Waverly pops one eye open and let's her gaze trace a slow path over Nicole's face, watching the way her eyes flutter as she dreams and the way her lips part, ever so slightly as she breathes. She's there and Nicole's there and they're safe and they're protected and, in that moment, they're nothing if not normal. Except…

Except that's just pretend.

Because it's only for a moment. And yeah, that moment might last a week or ten days or however long it takes the Witch to do her business but it's still just a moment. And then they'll be back out there, with Wynonna and Doc and Dolls (and Willa) (can't forget her, no matter how hard she might try) and the revenants and the Triangle and the gun.

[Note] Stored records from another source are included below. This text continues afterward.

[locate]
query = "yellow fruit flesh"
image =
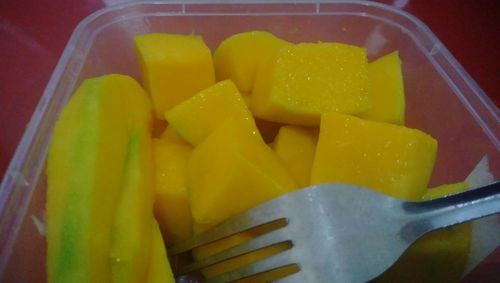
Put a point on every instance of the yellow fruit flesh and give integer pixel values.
(171, 198)
(391, 159)
(171, 135)
(159, 268)
(169, 62)
(84, 175)
(300, 82)
(231, 171)
(238, 57)
(386, 90)
(131, 230)
(197, 117)
(296, 147)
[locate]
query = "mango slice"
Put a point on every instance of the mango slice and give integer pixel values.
(197, 117)
(232, 171)
(171, 135)
(159, 268)
(386, 90)
(239, 55)
(390, 159)
(439, 256)
(171, 197)
(300, 82)
(85, 178)
(296, 147)
(168, 63)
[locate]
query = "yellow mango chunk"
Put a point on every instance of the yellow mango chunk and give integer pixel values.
(388, 158)
(85, 177)
(386, 90)
(239, 55)
(439, 256)
(195, 118)
(300, 82)
(171, 135)
(445, 190)
(173, 68)
(268, 130)
(159, 268)
(296, 147)
(171, 197)
(232, 171)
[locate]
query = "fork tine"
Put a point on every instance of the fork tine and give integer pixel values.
(273, 238)
(276, 261)
(262, 214)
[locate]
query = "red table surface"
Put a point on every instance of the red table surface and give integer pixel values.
(33, 35)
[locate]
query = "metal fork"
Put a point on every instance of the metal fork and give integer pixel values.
(339, 233)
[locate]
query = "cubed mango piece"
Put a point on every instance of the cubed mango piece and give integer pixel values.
(171, 197)
(386, 90)
(195, 118)
(302, 81)
(267, 129)
(170, 135)
(390, 159)
(239, 55)
(159, 268)
(296, 147)
(232, 171)
(173, 67)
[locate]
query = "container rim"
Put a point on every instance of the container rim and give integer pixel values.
(13, 180)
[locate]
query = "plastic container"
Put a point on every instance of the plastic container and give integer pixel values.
(442, 99)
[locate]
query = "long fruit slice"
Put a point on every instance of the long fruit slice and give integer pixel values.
(131, 231)
(86, 175)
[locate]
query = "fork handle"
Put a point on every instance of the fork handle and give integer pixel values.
(455, 209)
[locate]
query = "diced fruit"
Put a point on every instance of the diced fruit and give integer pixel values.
(386, 90)
(171, 205)
(296, 147)
(238, 57)
(158, 127)
(232, 171)
(439, 256)
(268, 130)
(85, 177)
(300, 82)
(445, 190)
(388, 158)
(173, 68)
(195, 118)
(159, 267)
(171, 135)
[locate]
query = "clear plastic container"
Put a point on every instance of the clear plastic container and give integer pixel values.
(442, 99)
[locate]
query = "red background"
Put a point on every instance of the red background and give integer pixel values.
(34, 33)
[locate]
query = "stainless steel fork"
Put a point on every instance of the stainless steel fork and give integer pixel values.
(339, 233)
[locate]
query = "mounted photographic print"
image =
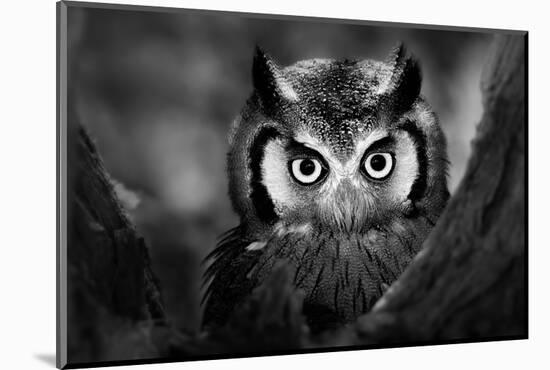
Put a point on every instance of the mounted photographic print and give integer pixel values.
(235, 184)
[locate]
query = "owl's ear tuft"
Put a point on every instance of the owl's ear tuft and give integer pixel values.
(405, 81)
(269, 82)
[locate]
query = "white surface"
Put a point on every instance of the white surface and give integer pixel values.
(28, 183)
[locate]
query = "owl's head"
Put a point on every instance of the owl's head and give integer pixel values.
(340, 145)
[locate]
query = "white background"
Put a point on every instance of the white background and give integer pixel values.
(27, 194)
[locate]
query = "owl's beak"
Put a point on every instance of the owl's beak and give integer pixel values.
(346, 208)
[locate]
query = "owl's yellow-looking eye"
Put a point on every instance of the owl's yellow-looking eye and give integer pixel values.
(378, 166)
(307, 171)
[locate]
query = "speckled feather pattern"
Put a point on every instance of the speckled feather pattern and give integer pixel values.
(348, 238)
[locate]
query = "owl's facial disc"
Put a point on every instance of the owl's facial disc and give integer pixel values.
(307, 183)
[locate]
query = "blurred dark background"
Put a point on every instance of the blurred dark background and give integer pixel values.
(157, 92)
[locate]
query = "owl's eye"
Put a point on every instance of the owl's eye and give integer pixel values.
(307, 171)
(378, 166)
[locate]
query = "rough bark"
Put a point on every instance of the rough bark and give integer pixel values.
(114, 301)
(469, 282)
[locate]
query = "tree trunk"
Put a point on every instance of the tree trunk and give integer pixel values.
(469, 281)
(113, 298)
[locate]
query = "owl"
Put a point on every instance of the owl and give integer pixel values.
(337, 167)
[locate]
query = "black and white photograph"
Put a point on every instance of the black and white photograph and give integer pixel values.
(238, 184)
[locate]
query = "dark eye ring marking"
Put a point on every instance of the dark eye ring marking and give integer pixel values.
(378, 162)
(306, 166)
(419, 138)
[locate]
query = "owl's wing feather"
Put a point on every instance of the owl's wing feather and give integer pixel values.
(227, 277)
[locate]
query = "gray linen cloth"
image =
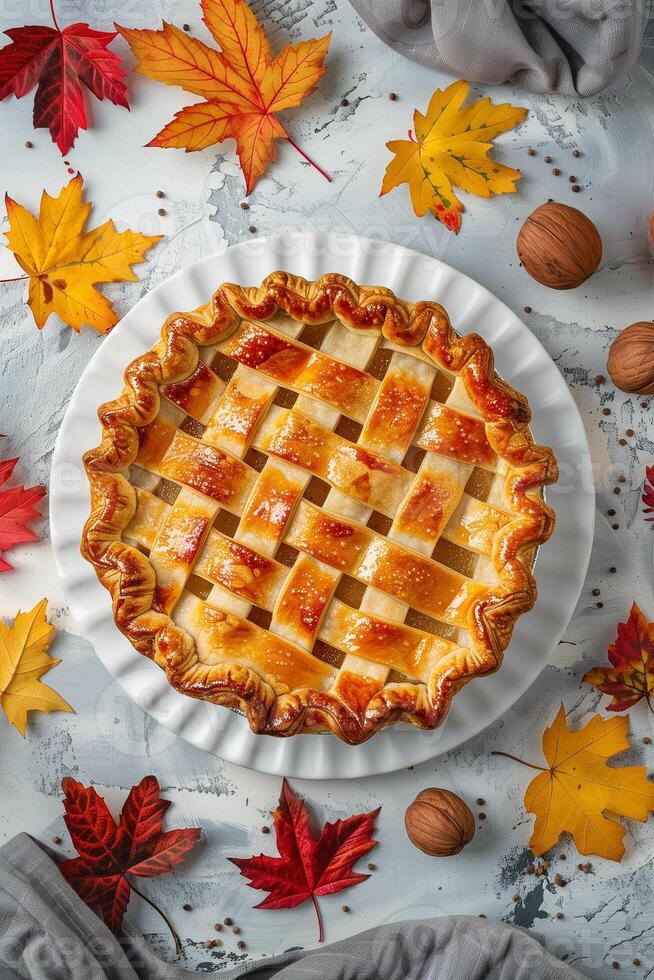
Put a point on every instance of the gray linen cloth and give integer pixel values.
(47, 933)
(574, 47)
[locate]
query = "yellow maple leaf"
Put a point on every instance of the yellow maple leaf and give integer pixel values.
(23, 659)
(244, 86)
(450, 149)
(580, 794)
(64, 262)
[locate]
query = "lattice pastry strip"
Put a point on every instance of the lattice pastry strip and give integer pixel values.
(187, 424)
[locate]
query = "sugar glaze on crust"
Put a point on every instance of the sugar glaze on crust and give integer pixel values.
(127, 573)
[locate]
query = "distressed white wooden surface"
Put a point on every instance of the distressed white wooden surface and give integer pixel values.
(608, 915)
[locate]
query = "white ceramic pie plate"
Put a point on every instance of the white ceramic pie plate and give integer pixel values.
(560, 568)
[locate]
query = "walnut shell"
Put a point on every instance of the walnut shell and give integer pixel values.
(631, 359)
(439, 823)
(559, 246)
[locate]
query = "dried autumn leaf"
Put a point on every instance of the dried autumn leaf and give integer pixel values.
(64, 262)
(108, 851)
(648, 493)
(17, 508)
(23, 660)
(580, 794)
(57, 62)
(308, 866)
(450, 149)
(631, 677)
(244, 86)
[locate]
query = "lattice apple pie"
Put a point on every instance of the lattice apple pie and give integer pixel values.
(316, 503)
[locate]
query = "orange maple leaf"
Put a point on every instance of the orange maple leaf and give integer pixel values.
(243, 85)
(631, 676)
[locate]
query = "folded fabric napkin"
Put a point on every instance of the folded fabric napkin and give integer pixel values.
(574, 47)
(48, 933)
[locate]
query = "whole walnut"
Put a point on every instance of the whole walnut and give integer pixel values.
(631, 359)
(439, 822)
(559, 246)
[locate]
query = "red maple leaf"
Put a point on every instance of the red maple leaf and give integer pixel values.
(631, 677)
(108, 851)
(57, 62)
(16, 509)
(309, 866)
(648, 493)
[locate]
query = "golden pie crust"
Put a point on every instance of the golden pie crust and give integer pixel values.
(316, 503)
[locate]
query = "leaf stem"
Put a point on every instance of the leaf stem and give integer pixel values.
(319, 917)
(309, 160)
(54, 16)
(178, 945)
(507, 755)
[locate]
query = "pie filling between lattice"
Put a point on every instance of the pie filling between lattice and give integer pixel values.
(316, 503)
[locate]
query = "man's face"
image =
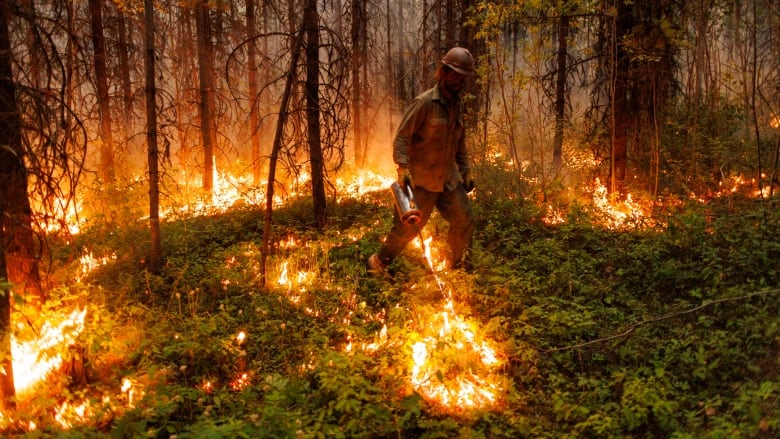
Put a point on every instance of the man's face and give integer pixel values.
(454, 81)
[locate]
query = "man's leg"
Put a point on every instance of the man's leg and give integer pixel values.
(455, 207)
(401, 233)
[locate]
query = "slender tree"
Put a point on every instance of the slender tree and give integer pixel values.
(13, 189)
(295, 50)
(254, 126)
(311, 23)
(151, 138)
(101, 81)
(206, 81)
(358, 10)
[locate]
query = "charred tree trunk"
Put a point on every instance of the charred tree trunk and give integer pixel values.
(151, 139)
(560, 92)
(12, 183)
(251, 35)
(311, 23)
(206, 79)
(621, 113)
(277, 145)
(21, 255)
(124, 71)
(101, 81)
(356, 33)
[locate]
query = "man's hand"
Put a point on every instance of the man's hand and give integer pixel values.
(405, 177)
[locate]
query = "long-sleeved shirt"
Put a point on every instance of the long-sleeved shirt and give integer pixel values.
(431, 141)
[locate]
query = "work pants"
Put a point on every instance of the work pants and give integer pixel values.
(454, 206)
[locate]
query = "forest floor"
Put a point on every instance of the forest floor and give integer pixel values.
(664, 327)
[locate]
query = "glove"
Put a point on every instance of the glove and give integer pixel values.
(405, 177)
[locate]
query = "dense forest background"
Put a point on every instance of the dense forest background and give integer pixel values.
(632, 146)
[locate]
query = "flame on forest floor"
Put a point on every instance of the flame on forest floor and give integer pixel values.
(450, 365)
(31, 362)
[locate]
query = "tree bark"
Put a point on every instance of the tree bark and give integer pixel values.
(13, 183)
(151, 139)
(311, 23)
(277, 145)
(251, 35)
(206, 80)
(356, 32)
(620, 96)
(101, 81)
(124, 72)
(560, 92)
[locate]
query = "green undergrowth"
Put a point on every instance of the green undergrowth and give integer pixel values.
(670, 331)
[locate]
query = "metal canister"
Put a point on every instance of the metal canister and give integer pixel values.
(405, 204)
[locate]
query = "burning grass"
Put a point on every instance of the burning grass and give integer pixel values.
(323, 348)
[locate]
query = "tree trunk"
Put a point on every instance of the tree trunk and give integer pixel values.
(311, 23)
(151, 139)
(101, 81)
(277, 145)
(206, 78)
(251, 35)
(358, 21)
(12, 179)
(620, 96)
(560, 92)
(124, 72)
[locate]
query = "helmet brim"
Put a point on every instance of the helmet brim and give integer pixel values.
(458, 69)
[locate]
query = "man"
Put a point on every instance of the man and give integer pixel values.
(430, 152)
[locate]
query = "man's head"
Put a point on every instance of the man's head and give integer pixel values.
(456, 66)
(459, 60)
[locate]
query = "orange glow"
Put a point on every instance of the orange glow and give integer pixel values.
(452, 367)
(31, 364)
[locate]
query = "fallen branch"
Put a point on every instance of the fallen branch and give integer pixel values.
(633, 326)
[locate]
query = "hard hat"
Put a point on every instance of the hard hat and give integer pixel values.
(460, 60)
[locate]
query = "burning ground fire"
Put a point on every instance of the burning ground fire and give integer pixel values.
(452, 366)
(452, 363)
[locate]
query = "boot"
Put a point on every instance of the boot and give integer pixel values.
(376, 266)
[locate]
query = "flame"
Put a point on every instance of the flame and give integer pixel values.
(30, 363)
(451, 367)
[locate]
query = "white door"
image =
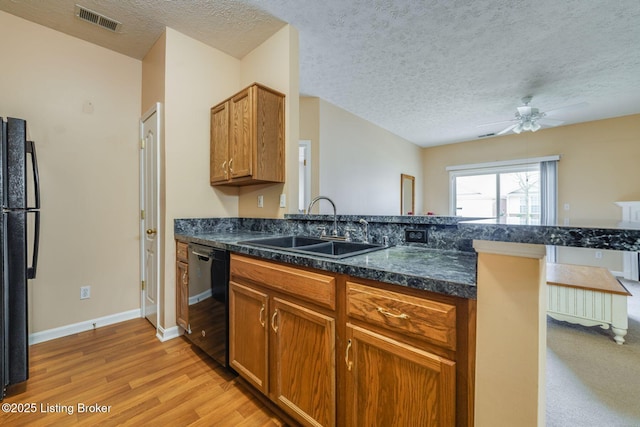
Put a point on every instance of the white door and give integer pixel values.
(150, 212)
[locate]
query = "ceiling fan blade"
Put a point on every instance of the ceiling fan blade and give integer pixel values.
(567, 107)
(509, 128)
(497, 123)
(549, 122)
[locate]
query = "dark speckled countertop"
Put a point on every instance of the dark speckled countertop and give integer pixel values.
(442, 271)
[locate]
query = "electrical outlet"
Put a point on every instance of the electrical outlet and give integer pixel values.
(415, 235)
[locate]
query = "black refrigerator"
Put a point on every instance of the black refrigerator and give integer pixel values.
(19, 235)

But if she's still pretending, if she's still trying to have anything… normal… if she's still hiding from the one person she lov… likes… then maybe staying and trying didn't count for anything at all.

Waverly slowly slips from Nicole's grasp and pads silently into the other room, plucking a book and a folder and a set of photos from one of her boxes and boxes and boxes of proof that yeah, she really is an Earp, and makes her way back to the bedroom. She settles down on the bed, not as close to Nicole as she'd like but if she's gonna do this then she's gonna do it right.

"Nicole?" she says, gently nudging the other woman. "Baby? Can you wake up? There's something… there's something I need to tell you."